# LLM skills extraction
The goal of this notebook is to use gpt4 to extract values for soft skills and technicall skills using the current job descriptions in the Saudi Indeed dataset. This will be done in order to standardize the method of data collection of Saudi Indeed branch with the USA branch of the Job Trends project.

In [136]:
# Import relevant packages
import pandas as pd
import numpy as np
import requests
import re
import json

# Haystack imports
from typing import List
from haystack.dataclasses import Document
from haystack import Pipeline
from haystack import component
from haystack.components.builders import PromptBuilder
from haystack.components.generators.openai import OpenAIGenerator
from haystack.components.fetchers import LinkContentFetcher
from haystack.components.converters import HTMLToDocument

In [137]:
# Supress some warnings

import warnings
warnings.filterwarnings('ignore')

In [138]:
# Load env files

from helper import load_env
load_env()

In [139]:
# Load data
data = pd.read_csv("LLM_labels_data_2025-03-24.csv") 

In [140]:
# Keep only relevant data to the project scope

data = data[data['label'] != 'none']
data = data[data['label'] != 'None']
data = data[~data['label'].isna()]

In [141]:
# Build a haystack component that can be used to fetch job descriptions from the Dataframe

@component
class DescriptionFetcher:

    '''
    Fetch information from a row in the dataset and convert it to json format, which can be subsequently embedded and used by a llm model.
    '''

    @component.output_types(job_info=str)
    def run(self, df, row_number: int): # The component requires a DataFrame and a row number (integer position based)
        return {"job_info": {df.iloc[row_number][["description"]].to_json()}}

In [142]:
# Set the template for query to be equivalent to the one used by USA branch

query_template = """
    You are an expert in extracting both explicit and implicit skills from job descriptions, with a particular focus on accuracy and detail.
    Your task is to extract **all** relevant skills and job-related details, ensuring comprehensive coverage, especially for data-related professions.
    
    1. Identify Soft Skills:
        - Extract non-technical skills, such as communication, teamwork, problem-solving, and leadership.
        - Include both explicit and implied soft skills (e.g., "collaborative environment" suggests teamwork).
        - Normalize skill names (e.g., "Excellent communication skills" should be "communication").
        - List all identified soft skills, separated by commas.
    
    2. Identify Technical Skills and Tools:
    
        a.

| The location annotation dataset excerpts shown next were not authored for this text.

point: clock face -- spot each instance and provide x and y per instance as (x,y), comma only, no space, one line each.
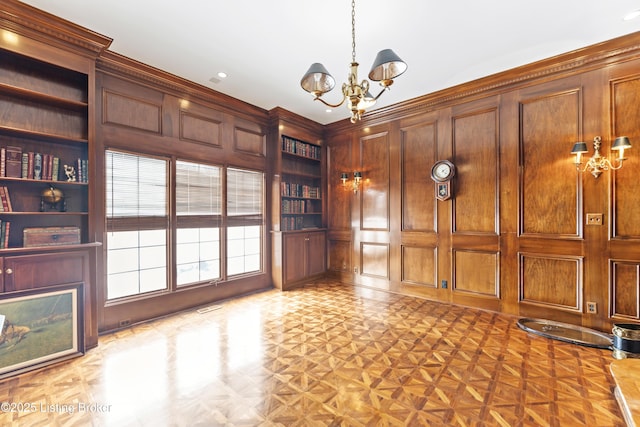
(442,170)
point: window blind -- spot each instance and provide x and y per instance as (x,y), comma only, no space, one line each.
(136,188)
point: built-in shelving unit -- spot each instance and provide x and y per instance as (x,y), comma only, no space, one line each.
(298,201)
(44,110)
(301,185)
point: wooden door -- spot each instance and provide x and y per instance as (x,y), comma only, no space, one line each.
(316,253)
(294,257)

Tools:
            - Extract specific tools mentioned in the job description, including programming languages, software applications, APIs, libraries, platforms, frameworks, cloud services, and other relevant technologies.
            - Extract both general technologies and their specific components (e.g., "AWS" and services like "EMR," "S3").            
            - Examples include Python, SQL, Postman, AWS, and CRM software.
            - Normalize tool names (e.g., "Experience with Python" becomes "Python").
            - List all identified tools, separated by commas.
    
        b. Technical Skills::
            - Extract all technical abilities, such as methodologies, domain-specific knowledge, or techniques.
            - Extract both broad technical concepts and their specific examples (e.g., "machine learning" and related algorithms like "regression," "clustering")            
            - Examples include data analysis, machine learning algorithms, financial analysis, A/B testing, data governance, clustering, regression.
            - Normalize skill names (e.g., "Proficiency in Machine Learning" should be "Machine Learning").
            - List all identified technical skills, separated by commas.

    3. Ensure Completeness and Accuracy of the extracted skills:
        - Thoroughly review the entire job description to ensure **no skills are missed**.
        - Double-check for any overlooked tools, methodologies, or competencies
        - If there is any uncertainty about a skill or its classification, include it.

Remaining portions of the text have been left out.